A History of Settings File Format, and dotset §

The landscape for configuration formats is quite poor.

There is a lot of choice, but each pick has substantial flaws. There is no fairer portrait than that which Wikipedia paints:

• The INI file format is a de facto standard for configuration files.
• .properties is a file extension for files mainly used in Java related technologies to store the configurable parameters of an application.
• JSON provides a syntax which is easier to parse than the one typically adopted for INI file formats, and also offers support for data types and data structures
• YAML is used by some for more complex configuration formats.
• Plist is the standard configurations file format for Cocoa Applications.

Let me go through them one by one.

            | comments | maps in lists | simplicity |
------------+----------+---------------+------------+
.properties |    x     |               |     x      |
INI         |    x     |               |     x      |
Plist       |          |       x       |     x      |
XML         |    x     |       x       |            |
JSON        |          |       x       |     x      |
TOML        |    x     |               |     x      |
DotSet      |    x     |       x       |     x      |

Comments, maps in lists, simplicity: pick two.


The INI file format is a simple way to store some information. Did I mention it is simple? It is very simple. You have a dictionary map at the top level, and in there, another map. Each keys of that second map have string values.

Are the keys case-sensitive? Maybe. Does it have comments? Maybe, either hashed # or Lisp-like ;. What is the delimiter between keys and values? I don’t know, it’s usually =, but sometimes :. See the problem? It is non-standard. Even if it was, you can’t do much with it. Limited data structures are limited.

DotProperties are even simpler than INI files, if you can believe it. (I cannot.) You are left with a single map from string keys to string values, and you have comments. On the plus side, it is pretty standard…

Plists used to be a beautiful, lightweight format: simple, easy to read, it has all the data structures of JSON, or close enough. It even has easy binary data as hexadecimal sequences, and dates! Truly, if Apple had worked to make it ubiquitous, JSON would never have been needed. It has all of its power, and all of its irritating things.
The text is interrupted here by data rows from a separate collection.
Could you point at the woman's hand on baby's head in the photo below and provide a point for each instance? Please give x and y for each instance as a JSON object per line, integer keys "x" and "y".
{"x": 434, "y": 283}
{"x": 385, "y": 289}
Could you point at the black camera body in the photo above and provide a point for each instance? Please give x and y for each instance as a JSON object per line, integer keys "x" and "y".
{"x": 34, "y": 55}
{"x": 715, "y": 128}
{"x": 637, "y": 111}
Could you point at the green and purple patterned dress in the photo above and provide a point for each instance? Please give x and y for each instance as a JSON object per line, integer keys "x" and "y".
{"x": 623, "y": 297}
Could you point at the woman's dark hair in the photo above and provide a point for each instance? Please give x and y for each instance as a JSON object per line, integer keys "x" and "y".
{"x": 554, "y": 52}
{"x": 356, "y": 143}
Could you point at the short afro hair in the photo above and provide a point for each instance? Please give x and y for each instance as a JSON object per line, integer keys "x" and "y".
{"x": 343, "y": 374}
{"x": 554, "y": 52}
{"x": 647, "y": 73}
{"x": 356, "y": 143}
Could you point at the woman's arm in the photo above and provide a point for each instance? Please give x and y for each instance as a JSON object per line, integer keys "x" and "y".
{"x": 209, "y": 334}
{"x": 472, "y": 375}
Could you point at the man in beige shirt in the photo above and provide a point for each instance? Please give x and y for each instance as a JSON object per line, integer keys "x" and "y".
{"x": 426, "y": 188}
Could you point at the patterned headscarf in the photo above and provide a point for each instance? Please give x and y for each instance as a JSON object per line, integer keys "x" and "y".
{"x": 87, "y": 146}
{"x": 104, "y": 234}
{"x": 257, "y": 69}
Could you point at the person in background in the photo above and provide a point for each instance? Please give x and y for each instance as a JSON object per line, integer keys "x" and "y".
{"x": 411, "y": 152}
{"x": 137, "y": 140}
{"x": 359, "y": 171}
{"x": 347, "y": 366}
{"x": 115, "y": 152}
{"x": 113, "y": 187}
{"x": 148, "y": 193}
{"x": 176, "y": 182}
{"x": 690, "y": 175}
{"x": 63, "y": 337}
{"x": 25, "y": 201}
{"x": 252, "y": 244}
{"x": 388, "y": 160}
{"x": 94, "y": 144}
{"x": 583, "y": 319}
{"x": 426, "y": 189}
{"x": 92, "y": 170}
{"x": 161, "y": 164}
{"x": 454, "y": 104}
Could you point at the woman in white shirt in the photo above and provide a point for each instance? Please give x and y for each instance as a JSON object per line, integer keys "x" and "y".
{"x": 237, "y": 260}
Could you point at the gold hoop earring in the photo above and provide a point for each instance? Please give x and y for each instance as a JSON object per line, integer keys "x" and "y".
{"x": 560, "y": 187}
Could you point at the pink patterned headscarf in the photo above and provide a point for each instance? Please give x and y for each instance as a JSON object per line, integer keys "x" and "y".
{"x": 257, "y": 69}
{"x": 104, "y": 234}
Yet, plist would have lost against INI. Why? Comments. Comments actually serve as documentation. A textual file is not just great because you can use your preferred text editor, it is great because you can read it. Comments are not just for programming languages: they have their place inside data, too. Plist simply forgot to add comments.

Anyway, Apple killed the Plist format, replacing it with XML. The data structures are the same, but now the parsers need to be extra smart. The addition of boilerplate made the files so big that Apple even added an equivalent binary format. Too bad, the XML form is here to stay.

On to XML, then. Why is it bad?

So many people have eloquently discussed it. It boils down to this:

1. Starting on an XML-based project is usually a nightmare,
2. All by itself, XML is actually more limited than our old friend plist. It’s just text, you have to build your own format on top of it, which in turn adds complexity and cruft and makes #1 worse!
3. Namespaces are unintuitive, hard to use, and make #1 and #2 even worse…

To support its complexity, XML has developed satellite sublanguages of its own to configure it: XPATH, SAX, XSLT, XSD, DTD… Can XML data crash a browser or worse? Of course it can. Is it Turing-complete? It can be…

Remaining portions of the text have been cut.